Hasta el 31 de enero de 2026, un total de 1,589 personas permanecían a la espera de una intervención quirúrgica. De esa cifra, únicamente 29 pacientes lograron ingresar a quirófano, mientras que 1,560 continúan en lista, reflejando una mora quirúrgica cercana al 98%.
Lejos de ser solo un dato estadístico, la cifra representa una realidad crítica: una fila que no avanza. A diario, más de 7,000 personas llegan al principal centro asistencial público del país, provenientes de distintas regiones de Honduras, con la esperanza de recibir atención oportuna.
Sin embargo, la alta demanda y la limitada capacidad operativa han provocado una saturación que impacta directamente en áreas clave. El servicio de urología reporta 554 pacientes pendientes; cirugía plástica y reconstructiva suma 180; mientras que cirugía general registra 176 casos en espera. En estas especialidades, la mora alcanza el 100%.

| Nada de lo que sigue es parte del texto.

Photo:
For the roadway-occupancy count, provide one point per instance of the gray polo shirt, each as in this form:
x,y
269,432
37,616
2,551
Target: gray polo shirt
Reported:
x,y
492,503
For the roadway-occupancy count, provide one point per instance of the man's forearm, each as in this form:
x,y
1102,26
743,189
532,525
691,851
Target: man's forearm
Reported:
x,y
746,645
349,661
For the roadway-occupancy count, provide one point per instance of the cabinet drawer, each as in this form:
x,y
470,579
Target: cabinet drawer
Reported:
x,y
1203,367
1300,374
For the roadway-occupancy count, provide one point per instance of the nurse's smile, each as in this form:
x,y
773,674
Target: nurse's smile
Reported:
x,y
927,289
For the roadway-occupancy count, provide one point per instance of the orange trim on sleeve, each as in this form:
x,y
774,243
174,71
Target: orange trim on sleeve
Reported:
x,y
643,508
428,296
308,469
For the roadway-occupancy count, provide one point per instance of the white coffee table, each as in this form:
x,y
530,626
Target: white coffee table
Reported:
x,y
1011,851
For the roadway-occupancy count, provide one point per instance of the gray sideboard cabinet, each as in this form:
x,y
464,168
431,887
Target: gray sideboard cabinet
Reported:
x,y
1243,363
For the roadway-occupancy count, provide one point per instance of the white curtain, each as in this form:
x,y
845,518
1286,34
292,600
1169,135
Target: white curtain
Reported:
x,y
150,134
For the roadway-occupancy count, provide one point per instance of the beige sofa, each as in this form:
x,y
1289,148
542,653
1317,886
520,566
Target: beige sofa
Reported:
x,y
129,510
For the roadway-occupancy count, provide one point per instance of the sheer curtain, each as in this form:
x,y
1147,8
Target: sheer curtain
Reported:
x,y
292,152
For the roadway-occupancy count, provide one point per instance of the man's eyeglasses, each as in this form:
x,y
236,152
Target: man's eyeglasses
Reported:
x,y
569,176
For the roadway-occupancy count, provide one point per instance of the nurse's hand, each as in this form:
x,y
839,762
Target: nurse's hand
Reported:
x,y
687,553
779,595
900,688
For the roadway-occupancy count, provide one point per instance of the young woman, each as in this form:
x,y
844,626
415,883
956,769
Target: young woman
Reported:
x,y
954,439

Otras áreas como otorrinolaringología, cirugía vascular y neurocirugía enfrentan una situación similar, con listas de espera que continúan creciendo sin una respuesta inmediata.
La falta de rotación en quirófanos, sumada a la alta demanda, mantiene al sistema en un punto crítico, donde la capacidad de respuesta no logra seguir el ritmo de las necesidades de la población.